Afirmar que un dictador surge necesariamente a través de medios antidemocráticos o ilegítimos no es una
verdad categórica. Hitler fue designado Canciller Imperial por el propio presidente Hindenburg. Después
llegó a ser Führer (líder máximo, caudillo nacional) haciendo trampas con los mecanismos institucionales
que entonces existían. Después de eso, vino una escalada de ascenso totalitario: Centralizó el poder y
suprimió el federalismo; liquidó la libertad de expresión, dejó sin efecto el principio de la inviolabilidad
del domicilio y de la correspondencia; abolió el derecho a la propiedad privada; prohibió la libertad de
reunión y de asociación. Desató la persecución contra todos aquellos sobre quienes pudiera recaer una
ligera sospecha de que eran enemigos de su régimen y desencadenó un antisemitismo que condujo al
asesinato de millones de judíos, así como también de gitanos.
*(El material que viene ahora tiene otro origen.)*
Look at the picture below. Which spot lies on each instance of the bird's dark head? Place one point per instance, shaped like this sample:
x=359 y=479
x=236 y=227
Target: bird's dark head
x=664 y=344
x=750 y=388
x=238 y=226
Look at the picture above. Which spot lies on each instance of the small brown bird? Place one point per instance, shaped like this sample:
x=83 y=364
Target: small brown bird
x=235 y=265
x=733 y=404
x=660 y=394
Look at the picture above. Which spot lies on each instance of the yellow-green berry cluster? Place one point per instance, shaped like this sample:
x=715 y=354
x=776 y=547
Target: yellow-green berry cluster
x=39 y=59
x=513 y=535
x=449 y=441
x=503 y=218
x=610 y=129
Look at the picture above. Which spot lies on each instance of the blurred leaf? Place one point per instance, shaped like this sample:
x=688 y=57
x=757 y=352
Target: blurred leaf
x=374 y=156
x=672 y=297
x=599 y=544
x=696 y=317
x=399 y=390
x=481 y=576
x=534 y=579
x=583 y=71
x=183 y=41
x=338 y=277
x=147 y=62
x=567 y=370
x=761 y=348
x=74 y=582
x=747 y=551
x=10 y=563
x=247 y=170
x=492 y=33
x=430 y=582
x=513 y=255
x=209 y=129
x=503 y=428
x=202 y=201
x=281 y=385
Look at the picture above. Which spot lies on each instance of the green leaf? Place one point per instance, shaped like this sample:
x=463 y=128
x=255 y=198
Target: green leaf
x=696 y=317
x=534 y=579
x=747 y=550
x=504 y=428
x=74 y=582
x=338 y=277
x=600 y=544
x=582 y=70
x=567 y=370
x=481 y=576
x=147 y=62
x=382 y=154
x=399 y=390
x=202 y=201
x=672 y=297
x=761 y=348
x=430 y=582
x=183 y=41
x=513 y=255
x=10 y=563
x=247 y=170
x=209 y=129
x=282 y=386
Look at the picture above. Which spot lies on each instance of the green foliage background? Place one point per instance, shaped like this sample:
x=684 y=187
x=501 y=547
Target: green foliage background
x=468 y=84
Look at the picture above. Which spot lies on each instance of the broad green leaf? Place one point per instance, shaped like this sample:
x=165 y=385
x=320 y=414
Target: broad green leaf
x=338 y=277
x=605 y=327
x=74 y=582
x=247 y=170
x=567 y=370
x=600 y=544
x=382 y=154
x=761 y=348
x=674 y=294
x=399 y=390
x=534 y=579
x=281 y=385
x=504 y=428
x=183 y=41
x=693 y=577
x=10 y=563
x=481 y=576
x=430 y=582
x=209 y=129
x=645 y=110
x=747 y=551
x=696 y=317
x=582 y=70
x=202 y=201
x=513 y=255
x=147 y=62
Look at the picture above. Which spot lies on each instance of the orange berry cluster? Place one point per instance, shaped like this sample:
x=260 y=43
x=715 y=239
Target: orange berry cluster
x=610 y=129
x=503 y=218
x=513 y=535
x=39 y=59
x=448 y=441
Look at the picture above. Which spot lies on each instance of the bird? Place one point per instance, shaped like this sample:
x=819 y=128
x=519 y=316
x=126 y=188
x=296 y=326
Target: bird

Fue un perverso desarrollo político que lo
convirtió en un dictador absoluto y totalitario, narcisista y megalómano que provocó e inició la Segunda
Guerra Mundial invocando el artificioso derecho que tenían los pueblos germánicos a asegurarse un
“espacio vital” (Lebensraum).
Pudiera ser entonces, que dictaduras como las modernas hayan tenido un origen formalmente democrático
o que incluso, hayan contado con una base electoral legitimadora. Pero a corto o mediano plazo los
dictadores transgreden impunemente el estado de derecho y se constituyen en regímenes arbitrarios que
atropellan las libertades individuales, la libertad de pensamiento y de expresión y generan lo que se ha
dado en llamar un “culto a la personalidad”.